Por isso é preciso se posicionar contra a estrutura de poder das universidades que por outras vias impedem as filhas e filhos da classe trabalhadora do acesso ao verdadeiro conhecimento que nossa classe produz ao longo da sua história de existência, além de precarizar os mecanismos de permanência estudantil. A universidade por ser a principal instituição de ensino da burguesia, ela carrega em si todas as contradições dessa sociedade. Um exemplo categórico desse aspecto são os currículos acadêmicos que negam constantemente no ensino as contribuições históricas da luta de classes dos negros, mulheres, LGBTQIAPN+ e dos povos indígenas. E a terceirização do trabalho, com uma maioria de trabalhadores negro e mulheres que realizam trabalhos essenciais para o funcionamento da universidade em condições extremamente precárias. Para lutar contra tudo isso, é preciso batalhar por uma estatuinte livre e soberana imposta pela luta entre trabalhadores e estudantes, para assim mudar radicalmente a lógica institucional e anti-democrática de funcionamento das universidades para que seja um espaço de conhecimento voltado aos nossos interesses e não a lógica produtivista capitalista.
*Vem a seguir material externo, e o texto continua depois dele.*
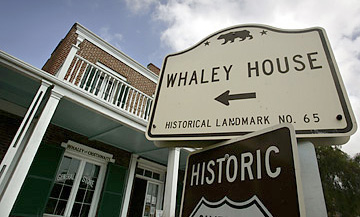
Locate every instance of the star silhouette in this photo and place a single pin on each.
(264, 32)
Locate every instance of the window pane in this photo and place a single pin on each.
(51, 206)
(85, 193)
(139, 171)
(80, 195)
(56, 190)
(156, 176)
(65, 193)
(88, 197)
(62, 187)
(85, 210)
(76, 209)
(60, 208)
(148, 173)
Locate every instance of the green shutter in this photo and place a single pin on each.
(112, 195)
(36, 189)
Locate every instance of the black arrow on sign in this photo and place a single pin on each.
(226, 97)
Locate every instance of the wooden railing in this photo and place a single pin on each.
(108, 87)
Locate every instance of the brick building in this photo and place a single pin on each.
(73, 135)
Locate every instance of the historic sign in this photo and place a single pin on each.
(256, 175)
(245, 78)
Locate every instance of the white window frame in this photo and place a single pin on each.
(84, 158)
(153, 167)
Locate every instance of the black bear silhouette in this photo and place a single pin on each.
(238, 34)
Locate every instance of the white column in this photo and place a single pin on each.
(129, 184)
(171, 182)
(16, 147)
(64, 68)
(311, 182)
(10, 193)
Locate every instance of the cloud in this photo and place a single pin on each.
(112, 38)
(189, 21)
(138, 6)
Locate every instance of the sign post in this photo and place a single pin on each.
(245, 78)
(256, 175)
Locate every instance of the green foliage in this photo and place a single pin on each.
(340, 177)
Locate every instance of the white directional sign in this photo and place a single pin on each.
(245, 78)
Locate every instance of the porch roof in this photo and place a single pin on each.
(77, 112)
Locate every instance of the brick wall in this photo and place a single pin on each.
(55, 136)
(95, 54)
(58, 56)
(153, 68)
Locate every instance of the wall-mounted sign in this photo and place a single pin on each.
(257, 175)
(76, 148)
(245, 78)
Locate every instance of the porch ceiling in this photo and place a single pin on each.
(19, 89)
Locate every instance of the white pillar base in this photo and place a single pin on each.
(311, 182)
(171, 182)
(12, 189)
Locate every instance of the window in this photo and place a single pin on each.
(78, 183)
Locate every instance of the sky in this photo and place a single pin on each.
(148, 30)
Após a conquista das cotas precisamos unificar nossas bandeiras em defesa do acesso dos negros e pobres na universidade, por isso defendemos o fim do vestibular que é um filtro social e racista que exclui milhões de jovens do ensino superior, ao mesmo tempo defendemos a importância da ampliação das cotas raciais para o número de negros proporcional de cada estado. Além disso, é extremamente urgente e necessário lutar para que se estabeleça cotas trans, algo que a nova lei de cotas não inclui, o que é um completo absurdo e expressa o quanto a luta por conta trans tem que ser uma bandeira de todo movimento estudantil do Brasil, porque sabemos o quanto esse setor da nossa classe é extremamente negligenciado de humanidade e direitos. É toda uma geração que rompe com os padrões binários de gênero que são impostos socialmente, um elemento bem profundo da afirmação da identidade no capitalismo de um setor que sempre lutou por seus direitos, algo que ainda dá mais força na batalha pela implementação das cotas trans nas universidades.

É preciso seguir na luta por essa pauta que ultimamente tem sido uma bandeira forte do movimento estudantil, só assim o conjunto dos estudantes embandeirados dessa luta vai conseguir de fato arrancar esse direito pela força de sua mobilização.